I’ll leave (a) to you: with the suggestion to do it by induction on $n$, it really is pretty easy, especially after you’ve seen an inductive proof of (b).
Problem (b) can also be done by induction. Let $p(n,k)$ be the probability that Ann has $k$ dollars after $n$ plays. In order to have $k$ dollars after $n$ plays, she must either have had $k$ dollars after $n-1$ plays and lost on the $n$-th play, or have had $k-1$ dollars after $n-1$ plays and won on the $n$-th play. If she has $k$ dollars after $n-1$ plays, her probability of losing on the $n$-th play is $\frac{k}{n+1}$. If she has $k-1$ dollars after $n-1$ plays, Bob has $n+2-k$ dollars, so her probability of winning on the $n$-th play is $\frac{n+2-k}{n+1}$. It follows that $\begin{align*} p(n,k) &= p(n-1,k)\frac{k}{n+1}+p(n-1,k-1)\frac{n+2-k}{n+1}\\ &= \frac1{n+1}\left(kp(n-1,k)+(n+2-k)p(n-1,k-1)\right) \end{align*}$ for $1\le k\le n$. The initial conditions for the recurrence are clearly $p(0,1)=1$ and $p(n,0)=0$ for all $n\ge 0$.
Now consider the numbers $A(n,k)$. It’s easy to see that $A(n,1)=A(n,n)=1$ for all $n>0$. Now consider $A(n+1,k)$. A permutation of $[n+1]$ with $k$ runs can be obtained in two ways from a permutation of $[n]$.
- We can start with a permutation of $[n]$ that has $k$ runs and insert $n+1$ at the end of one of these runs; each of the $A(n,k)$ permutations of $[n]$ with $k$ runs gives rise in this way to $k$ permutations of $[n+1]$ with $k$ runs.
- We can start with a permutation of $[n]$ that has $k-1$ runs and insert $n+1$ in any of the $n+1-(k-1)=n+2-k$ positions that are not at the end of a run; each of the $A(n,k-1)$ permutations of $[n-1]$ with $k-1$ runs gives rise in this way to $n+2-k$ permutations of $[n+1]$ with $k$ runs.

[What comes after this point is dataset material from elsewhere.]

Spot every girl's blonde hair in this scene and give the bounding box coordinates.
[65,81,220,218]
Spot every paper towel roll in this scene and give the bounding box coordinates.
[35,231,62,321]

It follows that $A(n+1,k)=kA(n,k)+(n+2-k)A(n,k-1)\;.$ Thus, if $p(n-1,k)=\frac{A(n,k)}{n!}$ and $p(n-1,k-1)=\frac{A(n,k-1)}{n!}$, then $\begin{align*} p(n,k) &= \frac1{n+1}\left(k\frac{A(n,k)}{n!}+(n+2-k)\frac{A(n,k-1)}{n!}\right)\\ &= \frac{A(n+1,k)}{(n+1)!}, \end{align*}$ and all that remains is to check the boundary conditions.